Ford's tenth chapter on Jewish influence in American culture opens with what he called the Theatrical Syndicate — a monopoly control of American theatrical booking and touring that Ford identified as primarily Jewish in ownership and operation. The Syndicate was founded in 1896 by Marc Klaw and Abraham Lincoln Erlanger, along with Charles Frohman, Al Hayman, Samuel Nixon (born Samuel Nirdlinger), and J. Frederick Zimmermann. By 1900, the Syndicate controlled bookings at virtually every major theater in America, giving its members the power to determine which productions toured nationally and which did not.
Ford documented the conflict between the Syndicate and actress Mrs. Fiske (Minnie Maddern Fiske), who refused to submit to Syndicate control and found herself locked out of every major theater in the country as a result. Ford also noted the challenge to the Syndicate mounted by the Shubert brothers — Lee, Jacob, and Sam Shubert — who built their own theater empire in competition with Klaw and Erlanger. Ford noted with apparent irony that the Shuberts were themselves Jewish, meaning that the conflict he was describing was an internal Jewish industry dispute rather than a Jewish-Gentile conflict. Ford's point was not that Jewish theater owners were malicious but that the cultural content available to American audiences was being determined by a small group of Jewish impresarios whose aesthetic and social sensibilities shaped what millions of Americans saw on stage.
Ford's chapter on motion pictures was written at the moment when Hollywood was consolidating into the studio system that would define it for the next 30 years. Ford documented the Jewish ownership and leadership of the major studios: William Fox (born Wilhelm Fuchs in Hungary) at Fox Film Corporation; Adolph Zukor (born in Hungary) at Paramount Pictures; the Warner brothers (Harry, Albert, Sam, and Jack, all born in Poland or to Polish immigrant parents) at Warner Bros.; Louis B. Mayer (born in Russia or Ukraine, emigrated through Canada) at what would become MGM; and Carl Laemmle (born in Germany) at Universal Pictures.
Ford argued that this concentration of Jewish ownership in the motion picture industry was not coincidental but followed the same pattern he had identified throughout 'The International Jew': a new industry emerged, Jews recognized its potential for both profit and cultural influence, organized capital and communal networks were deployed to acquire control of the key chokepoints of the industry (in this case, the distribution and exhibition network as well as production), and by the time non-Jewish entrepreneurs recognized the industry's importance, the control structure was already set. Ford did not argue that the movies being made in 1920 were overtly propagandistic — he acknowledged that the studios were primarily producing popular entertainment — but he argued that the accumulation of cultural influence in the hands of a non-Christian minority would, over time, shift the cultural values expressed in American popular entertainment.

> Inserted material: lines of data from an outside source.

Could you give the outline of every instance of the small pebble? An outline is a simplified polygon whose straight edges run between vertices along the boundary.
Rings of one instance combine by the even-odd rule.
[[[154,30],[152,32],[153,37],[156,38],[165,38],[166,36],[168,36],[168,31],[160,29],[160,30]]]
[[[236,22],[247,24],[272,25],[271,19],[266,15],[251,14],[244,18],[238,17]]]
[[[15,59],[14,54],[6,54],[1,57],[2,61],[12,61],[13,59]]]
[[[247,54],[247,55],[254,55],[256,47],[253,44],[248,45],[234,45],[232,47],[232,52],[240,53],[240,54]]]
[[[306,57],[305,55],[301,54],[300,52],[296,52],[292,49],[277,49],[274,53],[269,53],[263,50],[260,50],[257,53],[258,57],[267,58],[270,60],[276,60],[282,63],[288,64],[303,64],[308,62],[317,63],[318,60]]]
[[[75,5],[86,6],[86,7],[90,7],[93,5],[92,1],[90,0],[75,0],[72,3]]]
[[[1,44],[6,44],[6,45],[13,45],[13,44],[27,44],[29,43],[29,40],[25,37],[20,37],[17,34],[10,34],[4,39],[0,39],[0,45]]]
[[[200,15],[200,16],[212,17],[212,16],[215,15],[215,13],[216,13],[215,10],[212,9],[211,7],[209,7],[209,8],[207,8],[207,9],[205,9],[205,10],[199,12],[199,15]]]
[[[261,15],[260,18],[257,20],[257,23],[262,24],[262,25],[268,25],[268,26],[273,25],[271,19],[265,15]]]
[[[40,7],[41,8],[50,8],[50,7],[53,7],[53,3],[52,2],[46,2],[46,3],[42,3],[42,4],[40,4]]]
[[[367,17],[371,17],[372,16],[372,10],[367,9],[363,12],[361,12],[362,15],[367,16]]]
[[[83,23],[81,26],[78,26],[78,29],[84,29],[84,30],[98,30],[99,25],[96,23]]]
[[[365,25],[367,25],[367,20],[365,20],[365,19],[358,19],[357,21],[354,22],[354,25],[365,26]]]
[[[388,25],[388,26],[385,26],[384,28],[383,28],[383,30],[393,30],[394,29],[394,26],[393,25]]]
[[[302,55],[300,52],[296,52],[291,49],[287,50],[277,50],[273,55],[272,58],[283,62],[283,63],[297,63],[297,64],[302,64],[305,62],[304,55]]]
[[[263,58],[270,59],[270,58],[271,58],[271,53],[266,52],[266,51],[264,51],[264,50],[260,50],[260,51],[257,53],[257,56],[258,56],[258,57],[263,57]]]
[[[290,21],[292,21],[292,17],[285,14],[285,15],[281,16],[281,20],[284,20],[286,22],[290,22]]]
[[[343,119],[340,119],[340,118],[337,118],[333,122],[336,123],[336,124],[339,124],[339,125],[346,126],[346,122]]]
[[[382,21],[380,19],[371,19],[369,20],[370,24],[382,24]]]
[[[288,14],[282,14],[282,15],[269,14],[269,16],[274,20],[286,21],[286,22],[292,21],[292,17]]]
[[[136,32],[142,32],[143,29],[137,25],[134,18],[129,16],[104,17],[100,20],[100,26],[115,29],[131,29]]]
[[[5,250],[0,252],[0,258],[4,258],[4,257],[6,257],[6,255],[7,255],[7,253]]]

Ford addressed the music industry in his eleventh chapter, focusing on what was then called Tin Pan Alley — the concentration of music publishers and songwriters on West 28th Street in New York City that dominated American popular music from the 1890s through the 1930s. Ford cited Irving Berlin (born Israel Beilin in Tyumen, Russia) as the exemplary figure: a Jewish immigrant who had become the most commercially successful popular songwriter in America, with songs including 'Alexander's Ragtime Band,' 'God Bless America,' and hundreds of others. Ford argued that Berlin and composers like him — many of Jewish or Central European background — were shaping American popular musical taste in directions that reflected their own cultural backgrounds rather than the Anglo-Protestant tradition that Ford considered the authentic American musical heritage.